Now, chronic HBV infection can be treated with a class of antiviral medications called NRTIs, which include nucleotide reverse transcriptase inhibitors like adefovir and tenofovir, as well as nucleoside reverse transcriptase inhibitors like entecavir; these medications are administered orally.

On the other hand, chronic HCV infection can be treated with antiviral medications that target different components of the virus, so they’re typically used in combination; these include nucleotide polymerase inhibitors like sofosbuvir, as well as nucleoside analogues like ribavirin, both of which are taken orally.

Finally, there’s a third class of medications that can be used to treat both chronic HBV and HCV; these include interferons like peginterferon alfa-2a, which is administered by subcutaneous injection.

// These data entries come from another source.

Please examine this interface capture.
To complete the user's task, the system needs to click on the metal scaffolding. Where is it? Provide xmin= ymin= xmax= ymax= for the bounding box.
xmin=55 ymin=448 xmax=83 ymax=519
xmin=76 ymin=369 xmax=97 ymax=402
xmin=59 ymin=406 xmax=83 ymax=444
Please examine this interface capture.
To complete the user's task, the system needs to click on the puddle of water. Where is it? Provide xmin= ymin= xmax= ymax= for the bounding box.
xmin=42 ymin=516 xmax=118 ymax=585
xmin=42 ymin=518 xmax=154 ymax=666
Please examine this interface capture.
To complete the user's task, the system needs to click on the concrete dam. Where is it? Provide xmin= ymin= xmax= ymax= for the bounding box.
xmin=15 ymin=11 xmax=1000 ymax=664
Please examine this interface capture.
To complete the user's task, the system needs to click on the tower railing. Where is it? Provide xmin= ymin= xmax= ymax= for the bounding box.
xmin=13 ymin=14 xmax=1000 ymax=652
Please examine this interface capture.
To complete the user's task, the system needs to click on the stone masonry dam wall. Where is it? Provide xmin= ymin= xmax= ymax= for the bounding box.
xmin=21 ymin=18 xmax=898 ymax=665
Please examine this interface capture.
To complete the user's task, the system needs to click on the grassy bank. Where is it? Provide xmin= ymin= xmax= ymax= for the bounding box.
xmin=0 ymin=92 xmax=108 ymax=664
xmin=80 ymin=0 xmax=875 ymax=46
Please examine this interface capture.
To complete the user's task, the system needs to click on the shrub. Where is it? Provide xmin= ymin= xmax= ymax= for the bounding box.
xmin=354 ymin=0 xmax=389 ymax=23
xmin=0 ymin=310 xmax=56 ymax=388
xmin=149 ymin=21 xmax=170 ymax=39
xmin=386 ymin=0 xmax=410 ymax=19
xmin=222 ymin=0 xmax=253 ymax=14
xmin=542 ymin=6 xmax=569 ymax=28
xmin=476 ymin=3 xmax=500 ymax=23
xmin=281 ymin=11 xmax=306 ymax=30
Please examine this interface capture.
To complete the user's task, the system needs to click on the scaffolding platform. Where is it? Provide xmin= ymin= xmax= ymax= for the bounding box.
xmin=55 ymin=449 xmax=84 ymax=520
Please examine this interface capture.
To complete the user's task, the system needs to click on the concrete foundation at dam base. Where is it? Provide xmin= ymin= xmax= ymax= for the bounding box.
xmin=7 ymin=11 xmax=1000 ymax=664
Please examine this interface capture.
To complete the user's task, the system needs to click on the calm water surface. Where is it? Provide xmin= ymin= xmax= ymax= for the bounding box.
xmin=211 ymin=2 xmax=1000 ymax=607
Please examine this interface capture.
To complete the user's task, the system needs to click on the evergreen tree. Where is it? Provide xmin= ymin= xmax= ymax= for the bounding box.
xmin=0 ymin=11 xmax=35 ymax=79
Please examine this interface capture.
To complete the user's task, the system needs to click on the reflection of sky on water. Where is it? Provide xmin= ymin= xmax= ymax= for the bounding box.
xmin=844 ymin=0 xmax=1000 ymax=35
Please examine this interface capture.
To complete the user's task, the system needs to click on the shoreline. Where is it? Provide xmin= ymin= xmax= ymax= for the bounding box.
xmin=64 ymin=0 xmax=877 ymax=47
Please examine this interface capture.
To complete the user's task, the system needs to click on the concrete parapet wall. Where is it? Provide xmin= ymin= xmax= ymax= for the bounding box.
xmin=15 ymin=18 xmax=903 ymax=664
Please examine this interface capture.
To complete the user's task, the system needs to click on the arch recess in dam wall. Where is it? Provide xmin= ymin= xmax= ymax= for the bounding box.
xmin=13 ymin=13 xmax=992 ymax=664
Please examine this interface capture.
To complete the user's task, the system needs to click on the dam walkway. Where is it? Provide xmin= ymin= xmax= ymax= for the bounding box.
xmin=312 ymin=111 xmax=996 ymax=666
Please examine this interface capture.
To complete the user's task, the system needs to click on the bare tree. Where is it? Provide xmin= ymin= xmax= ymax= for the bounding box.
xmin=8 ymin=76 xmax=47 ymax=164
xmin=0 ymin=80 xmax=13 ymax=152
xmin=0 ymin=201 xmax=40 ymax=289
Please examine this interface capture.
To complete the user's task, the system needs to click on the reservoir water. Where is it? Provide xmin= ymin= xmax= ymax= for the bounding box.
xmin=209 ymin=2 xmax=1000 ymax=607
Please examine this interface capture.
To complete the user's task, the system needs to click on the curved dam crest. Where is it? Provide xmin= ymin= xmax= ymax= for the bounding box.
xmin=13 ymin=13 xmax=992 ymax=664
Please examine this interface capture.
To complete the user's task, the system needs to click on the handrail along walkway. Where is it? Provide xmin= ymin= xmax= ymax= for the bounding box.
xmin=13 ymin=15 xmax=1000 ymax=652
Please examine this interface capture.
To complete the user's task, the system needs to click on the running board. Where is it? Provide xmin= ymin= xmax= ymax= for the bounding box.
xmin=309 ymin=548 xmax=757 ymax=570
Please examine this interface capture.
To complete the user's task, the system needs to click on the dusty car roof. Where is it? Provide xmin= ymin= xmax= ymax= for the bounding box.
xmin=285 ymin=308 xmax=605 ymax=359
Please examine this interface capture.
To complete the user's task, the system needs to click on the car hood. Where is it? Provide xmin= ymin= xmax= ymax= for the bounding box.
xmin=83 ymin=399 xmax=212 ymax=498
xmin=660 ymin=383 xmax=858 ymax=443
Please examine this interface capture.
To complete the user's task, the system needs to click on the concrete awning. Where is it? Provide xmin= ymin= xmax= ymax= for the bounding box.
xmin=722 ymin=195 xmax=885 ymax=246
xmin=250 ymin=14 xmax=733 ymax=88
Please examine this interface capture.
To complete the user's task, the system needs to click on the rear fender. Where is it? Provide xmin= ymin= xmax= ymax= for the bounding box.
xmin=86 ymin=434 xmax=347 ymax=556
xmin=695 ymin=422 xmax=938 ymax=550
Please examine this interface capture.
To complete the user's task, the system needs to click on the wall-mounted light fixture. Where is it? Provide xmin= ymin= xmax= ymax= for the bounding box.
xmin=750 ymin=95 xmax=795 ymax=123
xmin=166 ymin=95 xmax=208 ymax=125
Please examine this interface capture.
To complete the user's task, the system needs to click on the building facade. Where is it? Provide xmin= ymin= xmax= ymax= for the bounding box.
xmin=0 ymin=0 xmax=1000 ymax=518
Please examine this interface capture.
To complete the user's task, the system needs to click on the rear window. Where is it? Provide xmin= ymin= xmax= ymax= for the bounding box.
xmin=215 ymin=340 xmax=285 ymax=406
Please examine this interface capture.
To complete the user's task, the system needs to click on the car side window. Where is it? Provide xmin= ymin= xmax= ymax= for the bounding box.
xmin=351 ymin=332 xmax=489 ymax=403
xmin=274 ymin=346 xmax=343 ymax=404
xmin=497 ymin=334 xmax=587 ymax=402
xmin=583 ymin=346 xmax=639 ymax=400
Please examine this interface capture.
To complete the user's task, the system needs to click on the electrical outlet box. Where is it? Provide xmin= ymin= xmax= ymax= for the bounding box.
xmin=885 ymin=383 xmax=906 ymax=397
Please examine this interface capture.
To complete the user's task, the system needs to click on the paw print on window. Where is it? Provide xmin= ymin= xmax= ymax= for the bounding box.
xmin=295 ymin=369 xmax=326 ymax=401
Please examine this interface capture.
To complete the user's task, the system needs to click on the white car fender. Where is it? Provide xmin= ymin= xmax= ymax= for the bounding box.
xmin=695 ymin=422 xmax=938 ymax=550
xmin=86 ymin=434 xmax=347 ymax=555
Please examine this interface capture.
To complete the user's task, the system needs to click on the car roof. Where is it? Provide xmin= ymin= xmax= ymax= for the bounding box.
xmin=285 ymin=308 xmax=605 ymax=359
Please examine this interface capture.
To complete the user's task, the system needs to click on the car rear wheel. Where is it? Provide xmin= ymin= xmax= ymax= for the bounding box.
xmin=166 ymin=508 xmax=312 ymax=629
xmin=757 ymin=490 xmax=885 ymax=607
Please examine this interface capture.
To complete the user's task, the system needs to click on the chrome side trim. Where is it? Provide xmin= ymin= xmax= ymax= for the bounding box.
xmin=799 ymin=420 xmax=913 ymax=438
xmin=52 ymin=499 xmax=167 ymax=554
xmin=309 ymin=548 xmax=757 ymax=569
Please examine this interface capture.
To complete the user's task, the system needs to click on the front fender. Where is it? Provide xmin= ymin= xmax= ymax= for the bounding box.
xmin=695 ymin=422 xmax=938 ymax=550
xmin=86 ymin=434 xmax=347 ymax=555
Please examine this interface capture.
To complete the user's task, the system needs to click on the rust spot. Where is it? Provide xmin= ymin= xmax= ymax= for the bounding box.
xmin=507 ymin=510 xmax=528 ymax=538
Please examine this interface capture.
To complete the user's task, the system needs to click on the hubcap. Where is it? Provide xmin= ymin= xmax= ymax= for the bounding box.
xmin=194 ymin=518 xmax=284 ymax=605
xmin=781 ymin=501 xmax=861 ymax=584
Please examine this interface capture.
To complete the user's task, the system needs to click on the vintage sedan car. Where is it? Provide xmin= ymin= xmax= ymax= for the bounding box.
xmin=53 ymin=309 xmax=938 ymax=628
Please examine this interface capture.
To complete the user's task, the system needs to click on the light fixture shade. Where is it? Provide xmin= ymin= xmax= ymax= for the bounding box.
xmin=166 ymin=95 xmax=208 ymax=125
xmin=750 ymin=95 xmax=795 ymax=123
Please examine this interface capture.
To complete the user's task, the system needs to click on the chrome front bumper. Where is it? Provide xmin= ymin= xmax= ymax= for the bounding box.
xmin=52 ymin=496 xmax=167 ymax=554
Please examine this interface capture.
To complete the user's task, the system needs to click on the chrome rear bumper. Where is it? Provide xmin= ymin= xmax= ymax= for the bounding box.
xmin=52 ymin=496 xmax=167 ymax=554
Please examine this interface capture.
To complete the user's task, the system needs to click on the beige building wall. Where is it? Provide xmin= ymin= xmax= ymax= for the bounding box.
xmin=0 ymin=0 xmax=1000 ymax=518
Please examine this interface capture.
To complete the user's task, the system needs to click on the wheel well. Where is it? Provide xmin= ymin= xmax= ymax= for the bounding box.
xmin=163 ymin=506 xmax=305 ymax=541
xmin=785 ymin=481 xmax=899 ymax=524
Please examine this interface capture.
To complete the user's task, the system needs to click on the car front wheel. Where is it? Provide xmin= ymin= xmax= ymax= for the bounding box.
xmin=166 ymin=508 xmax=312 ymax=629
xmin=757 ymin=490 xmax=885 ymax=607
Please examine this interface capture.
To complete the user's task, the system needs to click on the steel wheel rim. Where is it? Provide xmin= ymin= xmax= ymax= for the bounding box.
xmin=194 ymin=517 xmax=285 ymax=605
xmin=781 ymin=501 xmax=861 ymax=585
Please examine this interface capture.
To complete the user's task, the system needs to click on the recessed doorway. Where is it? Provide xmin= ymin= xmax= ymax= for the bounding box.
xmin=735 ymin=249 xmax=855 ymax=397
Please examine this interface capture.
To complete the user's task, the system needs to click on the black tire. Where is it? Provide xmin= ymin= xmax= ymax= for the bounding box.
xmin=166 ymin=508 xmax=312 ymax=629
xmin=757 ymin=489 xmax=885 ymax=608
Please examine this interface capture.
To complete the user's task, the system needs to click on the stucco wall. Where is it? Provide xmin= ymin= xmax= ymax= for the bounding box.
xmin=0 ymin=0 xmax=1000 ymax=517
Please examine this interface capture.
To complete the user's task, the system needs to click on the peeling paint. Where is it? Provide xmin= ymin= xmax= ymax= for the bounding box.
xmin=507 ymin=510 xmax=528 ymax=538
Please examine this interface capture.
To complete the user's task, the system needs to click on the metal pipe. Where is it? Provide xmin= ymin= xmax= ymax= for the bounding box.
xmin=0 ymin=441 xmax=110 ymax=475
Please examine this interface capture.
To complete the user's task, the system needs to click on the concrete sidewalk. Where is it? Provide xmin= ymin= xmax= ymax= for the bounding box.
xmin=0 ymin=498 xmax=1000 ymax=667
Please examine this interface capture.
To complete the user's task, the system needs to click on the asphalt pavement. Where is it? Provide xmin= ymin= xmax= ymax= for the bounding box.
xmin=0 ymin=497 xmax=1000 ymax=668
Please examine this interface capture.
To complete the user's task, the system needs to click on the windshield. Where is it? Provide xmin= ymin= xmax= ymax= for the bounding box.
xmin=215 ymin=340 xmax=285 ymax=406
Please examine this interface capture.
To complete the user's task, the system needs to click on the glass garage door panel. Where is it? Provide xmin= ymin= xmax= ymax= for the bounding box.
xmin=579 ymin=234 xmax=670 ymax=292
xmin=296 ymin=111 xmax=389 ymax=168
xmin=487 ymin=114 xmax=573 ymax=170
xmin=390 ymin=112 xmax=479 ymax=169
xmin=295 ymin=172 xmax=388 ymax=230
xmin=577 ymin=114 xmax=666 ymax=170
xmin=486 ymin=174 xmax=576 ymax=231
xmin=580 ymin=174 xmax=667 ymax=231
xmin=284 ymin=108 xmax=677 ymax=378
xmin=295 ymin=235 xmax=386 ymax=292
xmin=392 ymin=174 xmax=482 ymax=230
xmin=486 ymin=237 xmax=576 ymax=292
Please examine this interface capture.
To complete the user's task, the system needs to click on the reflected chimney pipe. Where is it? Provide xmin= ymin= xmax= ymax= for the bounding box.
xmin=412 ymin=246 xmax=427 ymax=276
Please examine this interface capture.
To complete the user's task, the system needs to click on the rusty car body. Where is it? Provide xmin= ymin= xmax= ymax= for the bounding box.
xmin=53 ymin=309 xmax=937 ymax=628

Now, once administered, all of these antivirals have a different mechanism of action. NRTIs used to treat hepatitis B act by inserting into the replicating viral DNA. As a result, viral DNA synthesis is halted, ultimately stopping viral replication. On the other hand, medications used to treat hepatitis C work in different ways, inhibiting different viral proteins or enzymes required for viral replication. Interferons, on the other hand, induce the innate antiviral immune response that helps kill off cells that are infected by the virus.

Sources

  1. "Focus on Nursing Pharmacology" LWW (2019)
  2. "Pharmacology" Elsevier Health Sciences (2014)
  3. "Saunders Comprehensive Review for the NCLEX-RN Examination" Saunders (2016)
  4. "HIGHLIGHTS OF PRESCRIBING INFORMATION - COPEGUS" U.S. Food & Drug Administration (2011)
  5. "HIGHLIGHTS OF PRESCRIBING INFORMATION - OL YSIO" U.S. Food & Drug Administration (2013)
  6. "HIGHLIGHTS OF PRESCRIBING INFORMATION - PEGASYS" U.S. Food & Drug Administration (2011)
  7. "PRODUCT INFORMATION INTRON® A Interferon alfa-2b, recombinant For Injection" U.S. Food & Drug Administration (2014)
  8. "Lehne's Pharmacology for Nursing Care" Saunders (2018)
  9. "Mosby's 2021 Nursing Drug Reference (34e)" Mosby (2021)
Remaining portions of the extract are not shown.